The Regulators of Big Tech - Margrethe Vestager’s Tech War
Margrethe Vestager, The EU’s new digital czar according to the New York Times, has become one of the most powerful big tech regulators on the planet.
For the past five years, Vestager has been known to initiate billion-dollar fines and investigations against some of the biggest Silicon Valley tech giants such as Google, Apple and Facebook primarily for their violation of antitrust laws and sharing of personal information.
Vestager is the European Union’s competition commissioner, she has recently extended her portfolio to assume more power over the regulations of big tech companies and become what the New York Times call “the European Union’s digital czar.”
As a result of the multitude of legal scandals and public outcries that many big tech companies have been provoking over the last couple of years in regards to the sharing and selling of customer’s private data, analysts believe that her regulatory reach will remain unmatched and supported by everyone who has been affected by privacy disinformation and data management in bad faith. According to Brussels antitrust lawyer Thomas Vinje, Vestager will become “the most powerful regulator of Big Tech on the planet” through her role of digital regulation and antitrust enforcement.
Vestager’s role in antitrust will be centered around assessing if companies are attempting to monopolise the market by unfairly blocking out smaller competition thought their market share. Her aim is to develop new rules on big data behaviour such as the method of collecting user’s data and protecting it from cybercrime.
This role, however, is becoming more and more difficult to assume as digital giants start to branch out into new areas that are increasingly difficult to regulate. This includes areas such as finance with Facebook’s newly proposed Libra Cryptocurrency. Regulators are going to have to face and keep up with the highly sophisticated and ever-changing projects that big tech giants work towards developing.
Another obstacle to the effective regulation of big data stems from the unique circumstances of the digital world. Mainly, the inability for regulators as well as consumers to see the algorithms which determine what users see in search results and how much advertisers pay to reach these users.

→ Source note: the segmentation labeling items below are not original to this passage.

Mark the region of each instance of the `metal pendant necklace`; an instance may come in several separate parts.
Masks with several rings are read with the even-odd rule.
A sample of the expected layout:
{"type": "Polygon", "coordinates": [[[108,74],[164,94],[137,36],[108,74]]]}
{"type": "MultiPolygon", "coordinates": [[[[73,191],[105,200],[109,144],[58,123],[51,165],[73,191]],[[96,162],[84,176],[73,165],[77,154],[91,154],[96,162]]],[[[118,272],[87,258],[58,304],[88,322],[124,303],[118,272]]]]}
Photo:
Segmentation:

Verstager’s current investigations include Amazon and whether they are unfairly using data from third party users on their platform, Apple on whether it is utilising the app store to harm competition and Google for unfairly favouring its own online shopping-comparison service over that of competitors, for which she levied a record $2.7 billion fine in 2017. This year, antitrust authorities fined Google another $1.7 billion for abusing dominance in online advertising, making the overall fine total on Google more than $9 billion.
Apart from the Big Tech firms, Vestager will be in charge of overseeing the technically complex and politically vague incorporation of 5G across the European Union through the Chinese provider Huawei.

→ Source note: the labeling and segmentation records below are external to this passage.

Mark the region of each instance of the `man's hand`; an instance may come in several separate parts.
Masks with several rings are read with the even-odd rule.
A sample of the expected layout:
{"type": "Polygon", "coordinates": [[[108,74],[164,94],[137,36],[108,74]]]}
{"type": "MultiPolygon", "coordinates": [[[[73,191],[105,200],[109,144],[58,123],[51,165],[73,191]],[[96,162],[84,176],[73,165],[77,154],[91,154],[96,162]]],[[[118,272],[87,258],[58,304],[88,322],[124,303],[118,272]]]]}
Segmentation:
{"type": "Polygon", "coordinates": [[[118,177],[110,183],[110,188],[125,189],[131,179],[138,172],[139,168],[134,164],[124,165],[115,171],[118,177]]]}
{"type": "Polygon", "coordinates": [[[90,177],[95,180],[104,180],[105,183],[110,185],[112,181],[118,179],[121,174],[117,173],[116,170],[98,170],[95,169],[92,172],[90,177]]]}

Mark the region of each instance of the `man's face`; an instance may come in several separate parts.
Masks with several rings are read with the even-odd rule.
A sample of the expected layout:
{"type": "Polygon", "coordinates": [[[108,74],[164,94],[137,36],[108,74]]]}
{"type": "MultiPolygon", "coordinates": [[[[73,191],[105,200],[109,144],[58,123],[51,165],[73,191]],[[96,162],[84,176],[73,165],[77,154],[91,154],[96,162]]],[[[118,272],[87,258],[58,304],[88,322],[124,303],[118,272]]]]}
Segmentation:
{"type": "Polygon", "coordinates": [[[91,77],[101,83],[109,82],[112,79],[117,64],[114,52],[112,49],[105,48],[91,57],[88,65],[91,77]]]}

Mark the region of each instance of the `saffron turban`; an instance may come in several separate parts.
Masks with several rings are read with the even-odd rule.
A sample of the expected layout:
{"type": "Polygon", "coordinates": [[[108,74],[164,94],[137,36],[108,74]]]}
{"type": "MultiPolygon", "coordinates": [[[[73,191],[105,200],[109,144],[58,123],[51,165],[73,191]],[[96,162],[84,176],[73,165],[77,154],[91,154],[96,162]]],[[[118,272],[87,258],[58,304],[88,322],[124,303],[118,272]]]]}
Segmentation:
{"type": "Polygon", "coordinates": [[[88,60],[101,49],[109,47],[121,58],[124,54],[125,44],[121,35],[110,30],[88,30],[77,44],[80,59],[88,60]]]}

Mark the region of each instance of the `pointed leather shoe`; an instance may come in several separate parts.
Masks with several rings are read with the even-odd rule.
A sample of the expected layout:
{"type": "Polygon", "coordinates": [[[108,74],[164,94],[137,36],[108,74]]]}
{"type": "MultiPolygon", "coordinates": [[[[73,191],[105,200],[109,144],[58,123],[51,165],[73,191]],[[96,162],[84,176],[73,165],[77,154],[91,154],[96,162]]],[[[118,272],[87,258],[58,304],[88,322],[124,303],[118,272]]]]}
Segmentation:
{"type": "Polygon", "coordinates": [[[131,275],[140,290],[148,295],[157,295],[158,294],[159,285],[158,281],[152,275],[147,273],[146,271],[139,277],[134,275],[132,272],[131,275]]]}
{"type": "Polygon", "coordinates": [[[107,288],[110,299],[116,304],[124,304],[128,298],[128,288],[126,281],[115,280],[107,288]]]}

One week ago, Apple entered the court to fight one of the world’s biggest tax cases. Regardless of the fact that Apple is the world’s biggest taxpayer, according to Vestager, Apple’s 2016 tax deals with Ireland allowed it to pay far less than other businesses, for which she is ready to levy a record 13 billion-euro ($14.4 billion) tax bill. Ireland, however, commented that it “profoundly” disagreed with these findings.
Despite the lengths that regulators such as Margreth Vestager would go to make an example out of the big tech companies, the EU Competition Commissioner would be better off establishing higher level regulation of all companies in advance, instead of going on a goose chase years later with the attention-seeking intention of breaking tax levy world records.